Problem/Motivation

When an unconfirmed user tries to post something, they are sometimes encountering a flood control measure that produces the message:

There was a problem with your form submission. Please wait X seconds and try again.

X is some integer.

In some cases X, seems excessive. In this one: #2973445: Request for 'confirmed' user role for Mirelyj, the user says the message is: "Please wait 2592000 seconds and try again" (2592000 seconds is about one month), and in this one the user says: "X could be a year in seconds". This is so excessive that I consider it a bug.

Also, the phrase, "There was a problem with your form submission." is too vague and not helpful in making the user understand the problem.

In addition, there has been several instances where non-spam postings by unconfirmed users has been automatically unpublished. For reports about this, see, for instance #2993233: Disappeared issue and #2991811: Request for 'confirmed' user role.

Since these are posting that are clearly not spam (they don't even contain links), it seems that our spam-detection algorithm is producing too many false positives..

Proposed resolution

  • Put a cap on the waiting period that unconfirmed users must suffer (IMHO, 600 seconds - 10 minutes - should be sufficient).
  • Replace the phrase "There was a problem with your form submission" with something that explains what the problem is. My suggestion: "As an unconfirmed user on Drupal.org, you are not allowed to post too frequently".
  • Improve the algorithm that unpublishes assumed "spam" to reduce false positives.

Remaining tasks

Do it.

User interface changes

To be decided.

API changes

None (I think).

Data model changes

To be decided.

Comments

gisle created an issue. See original summary.

gisle’s picture

Issue summary: View changes
gisle’s picture

Issue summary: View changes
drumm’s picture

Put a cap on the waiting period that unconfirmed users must suffer (IMHO, 600 seconds - 10 minutes - should be sufficient).

There actually already is an effective cap, but the UI doesn’t show it. I opened #2993892: Do not report more waiting time than the expire time to help with this, but drupalorg_honeypot’s additional time will need a fix too.

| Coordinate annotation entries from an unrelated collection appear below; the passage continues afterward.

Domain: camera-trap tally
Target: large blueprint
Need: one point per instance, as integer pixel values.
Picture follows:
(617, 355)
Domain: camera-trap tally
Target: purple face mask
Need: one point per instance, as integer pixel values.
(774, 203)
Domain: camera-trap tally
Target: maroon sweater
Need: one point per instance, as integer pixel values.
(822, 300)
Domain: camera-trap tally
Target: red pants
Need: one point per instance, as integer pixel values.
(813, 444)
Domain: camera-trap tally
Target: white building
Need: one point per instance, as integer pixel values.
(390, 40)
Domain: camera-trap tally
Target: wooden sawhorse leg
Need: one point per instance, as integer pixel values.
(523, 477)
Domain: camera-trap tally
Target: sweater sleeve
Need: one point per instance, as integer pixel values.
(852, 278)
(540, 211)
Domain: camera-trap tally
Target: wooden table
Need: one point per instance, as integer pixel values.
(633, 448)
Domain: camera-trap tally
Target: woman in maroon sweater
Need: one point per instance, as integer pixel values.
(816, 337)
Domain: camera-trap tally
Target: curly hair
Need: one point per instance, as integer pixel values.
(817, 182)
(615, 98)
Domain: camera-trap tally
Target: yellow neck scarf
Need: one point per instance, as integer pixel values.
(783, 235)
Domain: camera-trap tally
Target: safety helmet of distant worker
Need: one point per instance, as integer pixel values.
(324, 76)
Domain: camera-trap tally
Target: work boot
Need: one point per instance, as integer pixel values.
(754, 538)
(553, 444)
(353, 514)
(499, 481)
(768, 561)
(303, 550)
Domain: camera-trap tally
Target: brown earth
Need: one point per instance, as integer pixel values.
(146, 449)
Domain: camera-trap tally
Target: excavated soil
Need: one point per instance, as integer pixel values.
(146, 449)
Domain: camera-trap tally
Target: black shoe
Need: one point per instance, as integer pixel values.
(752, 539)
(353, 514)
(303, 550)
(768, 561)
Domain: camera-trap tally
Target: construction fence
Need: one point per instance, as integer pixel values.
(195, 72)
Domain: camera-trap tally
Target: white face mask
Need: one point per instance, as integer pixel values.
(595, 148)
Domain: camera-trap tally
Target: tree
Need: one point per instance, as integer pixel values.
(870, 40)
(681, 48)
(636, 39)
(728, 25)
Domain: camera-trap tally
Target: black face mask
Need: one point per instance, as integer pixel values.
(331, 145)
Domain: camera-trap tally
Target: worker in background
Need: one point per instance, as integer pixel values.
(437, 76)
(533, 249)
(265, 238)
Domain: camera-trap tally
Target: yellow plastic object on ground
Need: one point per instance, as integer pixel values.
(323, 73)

  • drumm committed 4a27af0 on 7.x-3.x, dev
    Issue #2993619: Clean up anti-spam messaging
    
  • drumm committed e3f0f68 on 7.x-3.x, dev
    Issue #2993619: Don’t add more time than the honeypot expiration window
    
drumm’s picture

Put a cap on the waiting period that unconfirmed users must suffer (IMHO, 600 seconds - 10 minutes - should be sufficient).

Our custom code that adds extra penalties for spammy characters and phrases was also effectively capped by the honeypot expiration configuration. This is now correctly reported to the user too.

I’ve also reduced the drupalorg_honeypot_factor multiplier to ramp up time limits more slowly. If we see spam coming in more-quickly, we may need to adjust this back up.

Replace the phrase "There was a problem with your form submission" with something that explains what the problem is. My suggestion: "As an unconfirmed user on Drupal.org, you are not allowed to post too frequently".

This message comes from the honeypot module and would be cumbersome to override. We do have our own message in addition to honeypot’s, which I’ve updated to be more accurate 4a27af0. (We do not currently have anything which automatically grants the confirmed role.) I also found that it might not be displayed alongside Honeypot’s messaging, which is now fixed.

drumm’s picture

Status: Active » Fixed

Improve the algorithm that unpublishes assumed "spam" to reduce false positives.

That algorithm is actually Akismet, which is now fulfilling the role Mollom had. Unlike Mollom, Akismet does not have an “unsure” classification or other way to adjust the sensitivity. All we can really do is make the trade-off of either treating their “spam” classification as spam, or not. We did have this misconfigured on some forms for some time, and saw plenty of spam. (They also have a “pervasive spam” classification https://blog.akismet.com/2014/04/23/theres-a-ninja-in-your-akismet/ which we always had enabled while the service was active.)

gisle’s picture

That algorithm is actually Akismet

Hmmm ...

Here is an example of a comment that Akismet classified as "spam":

https://www.drupal.org/project/drupal/issues/2967585#comment-12730792

While I understand that we need tools like this to protect ourselves against spam, perhaps the onboarding process should warn new users that call traces are not welcome here?

gisle’s picture

gisle’s picture

hestenet’s picture

Thanks for following up on these examples @gisle.

Our republish process should be reporting false positives back to Akismet's algorithm the same way that our mark as spam option reports those patterns to their algorithm.

We may want to contact them directly about some examples to see what they can tune - unfortunately we don't get many tuning options with this service.

Unfortunately this is all a balance between how much spam is blocked, how much gets through, and how many false positives result in real users being blocked. There'll always be a few - but we should make sure they know they can always email support for manual review.

gisle’s picture

gisle’s picture

gisle’s picture

Status: Fixed » Closed (fixed)

Automatically closed - issue fixed for 2 weeks with no activity.